O SILÊNCIO DOS SOBREVIVENTES

por J. Olímpio

 

O País atravessa o mais insólito dos seus tempos. Às portas de seus 500 anos, a serem comemorados em inexplicável pompa destarte a circunstância, somos o insólito produto de sucessivas colonizações radicais contrapostas por resquícios de patriotismos incipientes.

Pra não fugir ao espírito de 68 (tema deste NÃO), evoquemos aquele cultuado ano e mergulhemos no que de melhor restou dele: seus sobreviventes.

Talvez até seja espantoso constatar, mesmo que previsivelmente, que nossos ídolos (já cinqüentões ou mais) tiveram sua ascensão naquela fervura militarista, quando qualquer referência à Pátria podia significar cadeia, tortura e morte; se não constasse na cartilha dos direitaços. Daí que, imbuídos de brasilidade, nossos poetas, cantores e dramaturgos e cineastas gastaram seus dotes numa mensagem única: resgatar a dignidade popular.

Ah, ingênuas criaturas...! Para quem, mesmo que perseguidas e violentadas, a palavra era sagrada e a honradez um compromisso. Até os vira-casacas, os calabares de plantão, traíam conscientemente.

Mas o tempo trouxe novidades que transcenderam ao progresso tecnológico, ultrapassaram os padrões sociológicos e morais, deixaram longe os códigos de ética...

O discurso das elites tomou ares esoterizados, ao denotar supostas reformas econômicas. O capital foi socializado numa proporção avessa à matemática da sociedade: 70% para uns poucos, migalhas para quase todos. As guerras saíram para novos campos de batalha, reformuladas em manipulações devastadoras dos recursos e da informação, configuradas em garrotes financeiros insuportáveis, vigiadas pela TV ao vivo.

A independência das nações, relativizada por suas dívidas astronômicas, cada vez mais padece de significado e realidade. A miséria atingiu estágios alarmantes, catando as migalhas da tecnologia que serve os poderosos.

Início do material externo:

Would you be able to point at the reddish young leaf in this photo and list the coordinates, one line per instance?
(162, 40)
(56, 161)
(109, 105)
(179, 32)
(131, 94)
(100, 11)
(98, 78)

O conceito de aldeia global cedeu lugar à fadiga da informação, à saturação do lixo pseudo-jornalístico, à virtualização da realidade.

O alegado anacronismo dos valores reduziu a um limite básico a solidariedade e a organização popular, que só encontram eco nas chamadas "classes inferiores".

Sob a forma de escândalos, anestesia-se a Nação hipnotizada por roedores televisivos, nádegas quase cantantes, pastores do demo e gralhas travestidas de caubóis. A cada mídia-mania em rede nacional, correspondem uma ou mais medidas nada-provisórias, em favor dos que já possuem muito mais do que merecem.

Rarefaz-se o poder aquisitivo, viceja o potencial da concentração de renda.

Mata-se no atacado e no varejo, à vista (da Lei) e no crediário do SUS. Morre-se de hepatite e de vergonha. Cala-se o cidadão, à base de Coca-Cola e de cocaína...

Talvez a grande herança de 1968, para nós que éramos tão idealistas, seja justamente essa indignação teimosa, esse jeito de lembrar de um Brasil sonhado, tentado e ainda NÃO-feito por seu povo.

O mesmo povo que, 500 anos depois, só pode comemorar sua sobrevivência.